Mesmo com o acúmulo de milhares de anos, o homem continua a lidar com problemas que já poderia ter aprendido a solucionar, caso esse processo de acúmulo de conhecimento o conduzisse de fato a se posicionar

84 adequadamente (refiro-me a conflitos como as guerras, as aberrantes desigualdades sociais, a ampla presença do medo e da violência, a crescente desvalorização da vida, os ódios de classe, gênero, étnicos, religiosos, políticos, a devastação ecológica, etc.). O que sugerimos aqui, muito pelo contrário, é que justamente esse modo de pensamento, por ter se afastado da Grande Vida, é um dos grandes responsáveis pela perpetuação de toda gama de conflitos, produzindo as condições para toda espécie de insatisfação.

Desse modo, é preciso promover uma transformação no pensamento, despertar para uma outra dimensão do exercício pensante. Tudo aquilo que for acúmulo de memória, não deve ser mais condicionante no pensamento, mas o despertar de uma Inteligência incondicionada como o novo vetor de motivação e direcionamento do pensamento.

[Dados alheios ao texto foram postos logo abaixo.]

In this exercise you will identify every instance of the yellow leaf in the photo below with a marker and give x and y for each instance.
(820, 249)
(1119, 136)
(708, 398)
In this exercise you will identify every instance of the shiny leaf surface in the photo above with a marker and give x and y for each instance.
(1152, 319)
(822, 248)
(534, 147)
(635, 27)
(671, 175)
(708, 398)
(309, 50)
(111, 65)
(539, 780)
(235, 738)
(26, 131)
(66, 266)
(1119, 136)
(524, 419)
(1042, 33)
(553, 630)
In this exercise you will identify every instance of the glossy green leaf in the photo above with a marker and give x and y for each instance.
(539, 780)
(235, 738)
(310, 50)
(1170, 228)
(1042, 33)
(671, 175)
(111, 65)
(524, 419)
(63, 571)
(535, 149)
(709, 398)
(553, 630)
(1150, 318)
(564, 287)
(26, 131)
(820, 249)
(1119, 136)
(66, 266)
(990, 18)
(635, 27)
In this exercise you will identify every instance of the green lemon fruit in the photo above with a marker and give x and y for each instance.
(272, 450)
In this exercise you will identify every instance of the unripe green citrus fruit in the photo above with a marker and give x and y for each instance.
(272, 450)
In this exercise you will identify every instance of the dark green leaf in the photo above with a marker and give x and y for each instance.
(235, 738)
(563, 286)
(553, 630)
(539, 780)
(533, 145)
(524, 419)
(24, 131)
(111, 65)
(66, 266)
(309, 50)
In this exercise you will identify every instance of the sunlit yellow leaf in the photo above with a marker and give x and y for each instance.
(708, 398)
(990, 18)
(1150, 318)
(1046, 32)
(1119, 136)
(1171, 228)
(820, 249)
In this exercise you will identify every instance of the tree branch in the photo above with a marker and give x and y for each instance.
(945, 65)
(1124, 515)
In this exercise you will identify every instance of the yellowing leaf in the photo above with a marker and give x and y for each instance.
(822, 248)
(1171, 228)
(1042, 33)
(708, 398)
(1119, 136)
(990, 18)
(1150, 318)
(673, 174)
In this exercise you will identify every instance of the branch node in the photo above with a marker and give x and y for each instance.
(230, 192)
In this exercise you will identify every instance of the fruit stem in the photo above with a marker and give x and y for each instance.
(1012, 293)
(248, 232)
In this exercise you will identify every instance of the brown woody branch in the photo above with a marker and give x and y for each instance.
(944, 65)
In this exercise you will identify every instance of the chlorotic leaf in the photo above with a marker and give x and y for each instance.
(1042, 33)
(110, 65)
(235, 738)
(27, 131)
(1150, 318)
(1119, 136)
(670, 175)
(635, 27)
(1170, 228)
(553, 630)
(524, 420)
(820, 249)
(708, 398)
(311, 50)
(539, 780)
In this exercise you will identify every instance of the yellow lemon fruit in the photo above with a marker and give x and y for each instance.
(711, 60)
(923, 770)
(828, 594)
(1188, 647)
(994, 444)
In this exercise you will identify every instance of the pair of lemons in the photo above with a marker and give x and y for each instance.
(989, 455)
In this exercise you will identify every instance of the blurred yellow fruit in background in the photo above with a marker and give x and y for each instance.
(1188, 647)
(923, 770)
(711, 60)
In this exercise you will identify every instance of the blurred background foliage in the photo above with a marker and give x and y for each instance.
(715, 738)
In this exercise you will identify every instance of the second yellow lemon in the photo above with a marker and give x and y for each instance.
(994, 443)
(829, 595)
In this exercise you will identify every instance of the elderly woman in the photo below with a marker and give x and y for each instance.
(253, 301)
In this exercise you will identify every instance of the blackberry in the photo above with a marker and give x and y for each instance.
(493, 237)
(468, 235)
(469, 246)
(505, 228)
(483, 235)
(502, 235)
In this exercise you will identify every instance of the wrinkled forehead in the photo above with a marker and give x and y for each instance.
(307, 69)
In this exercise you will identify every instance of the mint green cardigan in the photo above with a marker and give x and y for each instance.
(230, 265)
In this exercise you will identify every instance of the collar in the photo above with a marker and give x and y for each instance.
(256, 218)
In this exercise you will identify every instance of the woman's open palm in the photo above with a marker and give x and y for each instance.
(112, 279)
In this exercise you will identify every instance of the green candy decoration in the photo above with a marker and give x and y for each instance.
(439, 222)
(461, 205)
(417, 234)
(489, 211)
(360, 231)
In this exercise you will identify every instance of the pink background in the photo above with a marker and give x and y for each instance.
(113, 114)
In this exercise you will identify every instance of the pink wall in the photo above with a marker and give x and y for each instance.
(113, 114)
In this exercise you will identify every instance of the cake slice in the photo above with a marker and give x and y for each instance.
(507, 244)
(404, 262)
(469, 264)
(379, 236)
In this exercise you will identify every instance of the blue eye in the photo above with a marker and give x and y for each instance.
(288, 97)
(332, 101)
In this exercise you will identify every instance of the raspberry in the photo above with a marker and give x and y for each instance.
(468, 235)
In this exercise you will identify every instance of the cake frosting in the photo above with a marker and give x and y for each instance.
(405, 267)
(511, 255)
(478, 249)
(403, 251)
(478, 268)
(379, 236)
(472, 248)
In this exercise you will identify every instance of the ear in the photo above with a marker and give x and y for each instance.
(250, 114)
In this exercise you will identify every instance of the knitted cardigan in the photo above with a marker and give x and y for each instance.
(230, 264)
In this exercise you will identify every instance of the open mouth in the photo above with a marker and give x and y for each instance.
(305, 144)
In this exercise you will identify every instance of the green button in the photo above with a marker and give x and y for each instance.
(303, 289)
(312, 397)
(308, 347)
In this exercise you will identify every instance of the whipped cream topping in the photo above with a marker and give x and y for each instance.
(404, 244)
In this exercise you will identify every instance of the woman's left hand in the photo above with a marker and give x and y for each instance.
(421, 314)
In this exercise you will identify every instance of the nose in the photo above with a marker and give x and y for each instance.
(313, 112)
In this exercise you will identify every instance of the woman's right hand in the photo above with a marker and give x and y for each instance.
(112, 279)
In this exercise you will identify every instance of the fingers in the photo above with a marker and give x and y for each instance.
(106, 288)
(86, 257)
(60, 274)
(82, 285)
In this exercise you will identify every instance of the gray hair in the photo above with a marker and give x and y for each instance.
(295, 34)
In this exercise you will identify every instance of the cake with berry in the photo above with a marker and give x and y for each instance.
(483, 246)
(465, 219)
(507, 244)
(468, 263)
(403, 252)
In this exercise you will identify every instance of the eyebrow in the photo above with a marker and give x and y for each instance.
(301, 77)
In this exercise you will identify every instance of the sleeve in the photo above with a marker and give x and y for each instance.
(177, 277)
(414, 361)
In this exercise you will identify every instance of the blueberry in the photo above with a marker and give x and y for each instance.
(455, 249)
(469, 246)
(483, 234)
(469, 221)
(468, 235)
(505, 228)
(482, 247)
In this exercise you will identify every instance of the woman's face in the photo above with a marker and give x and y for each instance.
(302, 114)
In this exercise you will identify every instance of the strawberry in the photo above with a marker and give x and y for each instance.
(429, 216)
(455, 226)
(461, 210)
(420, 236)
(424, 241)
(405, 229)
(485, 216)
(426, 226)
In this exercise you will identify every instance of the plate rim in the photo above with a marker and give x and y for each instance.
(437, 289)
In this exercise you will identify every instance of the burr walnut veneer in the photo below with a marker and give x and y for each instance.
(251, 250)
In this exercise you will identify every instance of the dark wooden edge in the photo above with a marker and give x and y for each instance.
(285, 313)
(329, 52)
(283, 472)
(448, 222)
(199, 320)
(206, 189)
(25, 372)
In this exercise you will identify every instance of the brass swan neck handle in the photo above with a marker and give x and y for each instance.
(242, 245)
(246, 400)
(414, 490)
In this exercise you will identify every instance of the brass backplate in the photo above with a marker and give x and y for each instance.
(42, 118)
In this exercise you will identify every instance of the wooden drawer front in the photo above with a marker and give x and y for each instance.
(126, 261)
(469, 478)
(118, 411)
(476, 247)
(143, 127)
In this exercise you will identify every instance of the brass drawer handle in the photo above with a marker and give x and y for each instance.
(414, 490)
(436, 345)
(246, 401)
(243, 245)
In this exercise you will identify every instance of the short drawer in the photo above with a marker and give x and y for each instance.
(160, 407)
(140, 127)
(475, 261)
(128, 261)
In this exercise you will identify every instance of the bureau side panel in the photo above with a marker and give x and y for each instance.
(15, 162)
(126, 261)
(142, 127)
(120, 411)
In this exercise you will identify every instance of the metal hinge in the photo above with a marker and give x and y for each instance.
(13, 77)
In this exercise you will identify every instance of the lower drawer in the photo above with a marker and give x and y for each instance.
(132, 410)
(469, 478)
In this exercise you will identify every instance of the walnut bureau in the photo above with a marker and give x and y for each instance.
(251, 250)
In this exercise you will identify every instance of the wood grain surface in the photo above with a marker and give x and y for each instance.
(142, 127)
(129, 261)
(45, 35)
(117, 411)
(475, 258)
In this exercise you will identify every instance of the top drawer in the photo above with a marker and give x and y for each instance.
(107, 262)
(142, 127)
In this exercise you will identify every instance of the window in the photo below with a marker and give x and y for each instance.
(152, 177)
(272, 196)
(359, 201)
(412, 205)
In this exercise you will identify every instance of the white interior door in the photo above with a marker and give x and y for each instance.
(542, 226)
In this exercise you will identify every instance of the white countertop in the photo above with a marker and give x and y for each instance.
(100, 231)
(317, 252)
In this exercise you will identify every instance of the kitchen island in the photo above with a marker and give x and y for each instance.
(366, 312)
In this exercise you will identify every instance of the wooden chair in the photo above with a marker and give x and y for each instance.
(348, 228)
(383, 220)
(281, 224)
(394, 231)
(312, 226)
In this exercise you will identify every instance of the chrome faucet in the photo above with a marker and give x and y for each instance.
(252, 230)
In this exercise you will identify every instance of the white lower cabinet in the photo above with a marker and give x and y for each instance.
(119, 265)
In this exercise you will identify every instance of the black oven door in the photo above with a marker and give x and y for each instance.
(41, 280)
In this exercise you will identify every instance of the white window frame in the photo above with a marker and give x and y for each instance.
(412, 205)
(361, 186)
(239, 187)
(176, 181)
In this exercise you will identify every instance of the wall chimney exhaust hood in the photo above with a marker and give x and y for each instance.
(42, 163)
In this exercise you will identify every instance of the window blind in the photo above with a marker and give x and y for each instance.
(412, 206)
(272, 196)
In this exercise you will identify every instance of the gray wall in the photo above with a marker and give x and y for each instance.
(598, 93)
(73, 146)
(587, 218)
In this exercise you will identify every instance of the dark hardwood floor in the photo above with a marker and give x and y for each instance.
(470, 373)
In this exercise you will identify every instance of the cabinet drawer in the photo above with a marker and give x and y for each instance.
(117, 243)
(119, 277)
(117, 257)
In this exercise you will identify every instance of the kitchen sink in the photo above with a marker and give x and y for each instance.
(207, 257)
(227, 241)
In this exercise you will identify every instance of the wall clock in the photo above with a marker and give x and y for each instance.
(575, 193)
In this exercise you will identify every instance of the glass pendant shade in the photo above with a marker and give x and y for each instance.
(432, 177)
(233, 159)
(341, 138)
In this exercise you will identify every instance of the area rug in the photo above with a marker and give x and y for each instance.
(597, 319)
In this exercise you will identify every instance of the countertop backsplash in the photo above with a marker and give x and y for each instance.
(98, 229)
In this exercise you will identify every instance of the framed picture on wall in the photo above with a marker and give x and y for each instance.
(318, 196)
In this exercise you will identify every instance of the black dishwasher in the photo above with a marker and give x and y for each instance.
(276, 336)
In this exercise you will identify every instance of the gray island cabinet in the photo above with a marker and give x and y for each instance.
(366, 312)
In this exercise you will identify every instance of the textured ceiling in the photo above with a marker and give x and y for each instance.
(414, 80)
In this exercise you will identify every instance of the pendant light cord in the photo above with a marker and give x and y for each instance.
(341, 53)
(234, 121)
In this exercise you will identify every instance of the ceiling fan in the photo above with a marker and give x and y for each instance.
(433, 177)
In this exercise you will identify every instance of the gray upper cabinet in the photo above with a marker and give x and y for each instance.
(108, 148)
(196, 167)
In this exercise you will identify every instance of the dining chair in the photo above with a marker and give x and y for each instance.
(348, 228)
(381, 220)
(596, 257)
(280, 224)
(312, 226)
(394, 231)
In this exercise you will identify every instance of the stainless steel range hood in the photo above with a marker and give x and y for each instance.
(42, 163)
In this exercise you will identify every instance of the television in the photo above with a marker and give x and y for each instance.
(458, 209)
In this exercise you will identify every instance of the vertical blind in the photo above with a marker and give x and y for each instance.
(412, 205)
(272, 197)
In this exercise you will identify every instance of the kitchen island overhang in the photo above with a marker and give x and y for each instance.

É dar ao pensamento um novo rei, por assim dizer. Retirar do trono o rei Sovina e entregá-lo ao rei do Ilimitado. Para isso, é necessário perceber as atuações do Sovina e ver que sua semente não nasce para o reino da Vida. Em clara evidência, perceber a desilusão, os deploráveis resultados de sua manifestação, a fim de se desencantar do feitiço e compreender a Presença da Inteligência, a Voz do Silêncio, sem nenhum fundo de memória a te dizer. Tua guia será o Aberto, quando aprender a ouvi-lo. Até lá, cabe-te entregar e trabalhar para com ele unir-se. Na medida em que tu diminuis, ele cresce. O pensamento entregue aos direcionamentos dessa Inteligência – e é dela que deve partir o comando, o princípio de teu pensamento – é renovado e o ser ampliado e estendido no ilimitado corpo da Inteligência. Tal como um instrumento musical, o que se passa é que o ser, tendo se direcionado neste sentido, passa a ser afinado, para, posteriormente, poder ser tocado pela Inteligência. Daí, o processo não é distinto do que relatou Lovelock sobre a Inteligência que regula os diversos aspectos para a manutenção harmônica do planeta.